É nesse sentido que o tratado de Huet é importante: retrocedendo à Antiguidade grega e romana, defende ele o reconhecimento de um gênero – o das narrativas de ficção em prosa – por retrospectiva. Assim, os primeiros exemplares seriam os romances gregos que ele acreditava terem sido escritos antes da era cristã, mas que hoje sabemos serem em geral do segundo século depois de Cristo. De fato, trata-se de um conjunto de textos em prosa que narram histórias de amor e de aventuras, dos quais o representante mais significativo são as Etiópicas, de Heliodoro (século 3). O modelo geral envolve dois jovens que se apaixonam perdidamente, são separados, vagam em inúmeras aventuras por vários países ao redor do Mediterrâneo, mantendo-se todavia fiéis um ao outro, até o encontro final.

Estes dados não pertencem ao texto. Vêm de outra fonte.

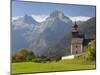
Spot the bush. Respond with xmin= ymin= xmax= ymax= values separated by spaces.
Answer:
xmin=32 ymin=58 xmax=43 ymax=63
xmin=86 ymin=40 xmax=96 ymax=60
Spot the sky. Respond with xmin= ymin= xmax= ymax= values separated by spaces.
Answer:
xmin=12 ymin=1 xmax=96 ymax=17
xmin=12 ymin=1 xmax=96 ymax=22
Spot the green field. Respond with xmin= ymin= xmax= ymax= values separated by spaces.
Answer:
xmin=12 ymin=59 xmax=95 ymax=74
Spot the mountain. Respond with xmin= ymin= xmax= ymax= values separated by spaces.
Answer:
xmin=12 ymin=10 xmax=72 ymax=55
xmin=26 ymin=11 xmax=72 ymax=55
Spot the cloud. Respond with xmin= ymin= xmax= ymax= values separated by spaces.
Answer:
xmin=12 ymin=15 xmax=48 ymax=22
xmin=69 ymin=16 xmax=91 ymax=21
xmin=32 ymin=15 xmax=48 ymax=22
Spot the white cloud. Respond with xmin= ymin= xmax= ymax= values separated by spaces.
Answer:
xmin=12 ymin=15 xmax=48 ymax=22
xmin=32 ymin=15 xmax=48 ymax=22
xmin=69 ymin=16 xmax=91 ymax=21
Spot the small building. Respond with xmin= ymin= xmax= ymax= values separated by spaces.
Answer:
xmin=71 ymin=22 xmax=84 ymax=55
xmin=62 ymin=22 xmax=85 ymax=60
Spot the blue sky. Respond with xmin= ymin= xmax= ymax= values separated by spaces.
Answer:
xmin=12 ymin=1 xmax=96 ymax=17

Os primeiros romances foram um conjunto de textos gregos escritos em prosa no início da era cristã que narram histórias de amor e de aventuras. (ilustração: Luiz Baltar)

As aventuras podem ter menos importância, pondo-se toda a ênfase no amor, como acontece em Dáfnis e Cloé, de Longo (século 2), em que o enredo se concentra na descoberta do amor por dois adolescentes. Encontramos ainda romances paródicos, em que o amor se traduz em sexo e toda a luz se joga nas aventuras, como Lúcio ou o asno, escrito em grego pelo sírio Luciano (século 2), e o Asno de ouro, escrito em latim pelo africano Apuleio (século 2), uma história fantástica narrada pelo próprio protagonista, de nome Lúcio, que, transformado por artes mágicas em asno, se mete numa sucessão de embrulhadas até recuperar a forma humana.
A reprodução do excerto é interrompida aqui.